Energy Integration of Bioethanol Production Process Topology from Microalgae Biomass: Evaluation of SSCF, SSF, Acid Hydrolysis and Product Purification Alternatives

Abstract

An increasing interest exists in the use of ethanol as substitute of fossil fuels which can be obtained from renewable resources, microalgae are a promising source for third generation bioethanol due to the high percentage of carbohydrates/polysaccharides presents in some species and thin cellulose walls. Ethanol can be produced from either microalgae biomass before lipid extraction or from microalgae cake after cell disruption and oil extraction. Second option gives the interesting possibility of producing both biodiesel and ethanol from the same biomass.
Energy analysis can be used for evaluation of the performance and efficiency of a process based on the first law of thermodynamics. In this work, third generation bioethanol production process was evaluated using the methodology of energy integration with the software Aspen Plus, the microalgae genera used was Chlorella sp. and technologies evaluated were Simultaneous Saccharification and Co-fermentation SSCF, Simultaneous Saccharification and Fermentation SSF, and Separate Saccharification and Fermentation using acid hydrolysis (SHF).

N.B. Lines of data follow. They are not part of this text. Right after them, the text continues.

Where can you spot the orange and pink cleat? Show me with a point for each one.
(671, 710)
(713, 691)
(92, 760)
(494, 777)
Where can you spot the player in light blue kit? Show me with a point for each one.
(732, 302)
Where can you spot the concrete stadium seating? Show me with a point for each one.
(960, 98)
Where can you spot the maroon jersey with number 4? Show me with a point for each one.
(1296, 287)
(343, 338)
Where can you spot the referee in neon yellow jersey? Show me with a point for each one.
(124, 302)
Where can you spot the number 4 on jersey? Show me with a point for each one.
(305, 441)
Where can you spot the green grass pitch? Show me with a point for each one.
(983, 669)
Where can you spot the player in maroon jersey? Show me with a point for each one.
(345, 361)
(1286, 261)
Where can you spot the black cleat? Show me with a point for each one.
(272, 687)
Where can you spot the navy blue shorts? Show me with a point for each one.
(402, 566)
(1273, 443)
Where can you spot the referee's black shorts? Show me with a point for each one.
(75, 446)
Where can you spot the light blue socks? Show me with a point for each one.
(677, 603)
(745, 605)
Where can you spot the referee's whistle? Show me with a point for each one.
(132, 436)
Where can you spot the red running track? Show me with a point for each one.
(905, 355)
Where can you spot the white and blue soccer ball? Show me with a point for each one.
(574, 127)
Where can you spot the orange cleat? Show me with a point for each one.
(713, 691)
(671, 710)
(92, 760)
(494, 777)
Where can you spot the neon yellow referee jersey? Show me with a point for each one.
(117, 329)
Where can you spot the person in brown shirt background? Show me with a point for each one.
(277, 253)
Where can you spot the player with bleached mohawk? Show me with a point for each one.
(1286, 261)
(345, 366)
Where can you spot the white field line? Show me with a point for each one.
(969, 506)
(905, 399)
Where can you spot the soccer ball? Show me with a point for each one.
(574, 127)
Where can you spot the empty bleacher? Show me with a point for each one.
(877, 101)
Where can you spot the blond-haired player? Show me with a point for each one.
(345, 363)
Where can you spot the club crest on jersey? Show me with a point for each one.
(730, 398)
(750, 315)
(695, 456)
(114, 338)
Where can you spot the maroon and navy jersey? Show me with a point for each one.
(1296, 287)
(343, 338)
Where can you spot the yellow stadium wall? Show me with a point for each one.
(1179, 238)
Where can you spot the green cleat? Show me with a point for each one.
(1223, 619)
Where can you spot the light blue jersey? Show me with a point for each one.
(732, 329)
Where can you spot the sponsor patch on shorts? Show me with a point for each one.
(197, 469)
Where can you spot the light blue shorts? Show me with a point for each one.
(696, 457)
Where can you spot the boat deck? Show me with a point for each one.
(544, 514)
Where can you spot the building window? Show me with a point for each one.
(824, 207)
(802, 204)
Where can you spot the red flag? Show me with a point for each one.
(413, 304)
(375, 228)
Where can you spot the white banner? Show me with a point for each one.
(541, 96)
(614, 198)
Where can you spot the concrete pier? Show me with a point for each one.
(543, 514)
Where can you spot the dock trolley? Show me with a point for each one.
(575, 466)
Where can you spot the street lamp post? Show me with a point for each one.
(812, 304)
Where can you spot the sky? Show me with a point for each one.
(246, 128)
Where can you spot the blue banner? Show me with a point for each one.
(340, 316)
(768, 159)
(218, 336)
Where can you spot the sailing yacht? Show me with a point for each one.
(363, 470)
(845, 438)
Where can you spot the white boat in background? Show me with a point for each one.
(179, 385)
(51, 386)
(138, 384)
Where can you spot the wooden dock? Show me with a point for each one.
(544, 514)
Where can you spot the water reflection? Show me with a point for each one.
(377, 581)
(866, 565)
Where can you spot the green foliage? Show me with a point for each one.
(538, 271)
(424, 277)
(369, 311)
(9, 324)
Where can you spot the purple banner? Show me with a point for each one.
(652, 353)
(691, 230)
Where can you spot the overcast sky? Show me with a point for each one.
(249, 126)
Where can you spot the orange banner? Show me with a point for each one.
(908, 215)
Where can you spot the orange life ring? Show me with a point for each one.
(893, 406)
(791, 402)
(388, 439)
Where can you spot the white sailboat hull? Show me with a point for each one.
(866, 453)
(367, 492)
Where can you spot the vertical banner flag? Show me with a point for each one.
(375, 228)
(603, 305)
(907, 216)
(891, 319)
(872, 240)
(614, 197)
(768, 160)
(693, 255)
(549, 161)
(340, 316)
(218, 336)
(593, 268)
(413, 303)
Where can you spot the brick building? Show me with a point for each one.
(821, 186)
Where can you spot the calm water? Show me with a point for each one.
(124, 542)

Results shows that technology of Simultaneous Saccharification and Co-fermentation SSCF (route 1) presents the highest bioethanol yield 24.1 %, and the lowest energy requirements after energy integration. Separated hydrolysis and fermentation SHF (route 3) presents the lowest efficiency, ?T_min was defined in 9 °C for SSCF, 4 °C for SSF, and 8.5 °C for SHF, the use of molecular sieves technology for bioethanol dehydration represents lower energy requirements respect to extractive distillation.